12. The apparatus of claim 10 wherein the direct conversion detector comprises an X-ray conversion layer for converting the X-rays absorbed in the layer to an electrical charge signal having an intensity that is related to the intensity of the transmitted X-rays.

13. A method of inspecting structural features of selected portions of an electronic device, comprising the steps of:

supporting the electronic device by a multi-axis positioning means adjustable for optimum exposure of the electronic device to a source beam of X-rays;

exposing the device being inspected to a beam of X-rays having sufficient energy to penetrate the device; and

detecting, by means of at least one direct conversion X-ray detector, X-rays transmitted through the electronic device, to form an electronic coded signal representative of the detected X-rays.

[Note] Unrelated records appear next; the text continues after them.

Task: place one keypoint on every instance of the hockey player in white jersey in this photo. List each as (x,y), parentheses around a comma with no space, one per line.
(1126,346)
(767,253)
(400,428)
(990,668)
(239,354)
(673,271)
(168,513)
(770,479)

14. The method of claim 13, further comprising the steps of:

analyzing the electronic coded signal in accordance with a predetermined set of instructions so as to measure specific features of the electronic device and comparing the analyzed signal to a library.

15. The method of claim 13, wherein the direct conversion detector comprises an X-ray conversion layer for converting the X-rays absorbed in the layer to an electrical charge signal having an intensity that is related to the intensity of the transmitted X-rays.

16. The method of claim 13, wherein the direct conversion detector comprises a semiconductor mated to an electronic circuit.

17. The method of claim 16, wherein the semiconductor is a sawn and polished bulk semiconductor or a deposited thin film semiconductor.

18. The method of claim 16, wherein the electronics circuit is an MOS integrated circuit or a thin-film transistor based flat panel circuit.

19. The method of claim 13, wherein the electronic coded signal represents the radiographic density of at least portions of the electronic device.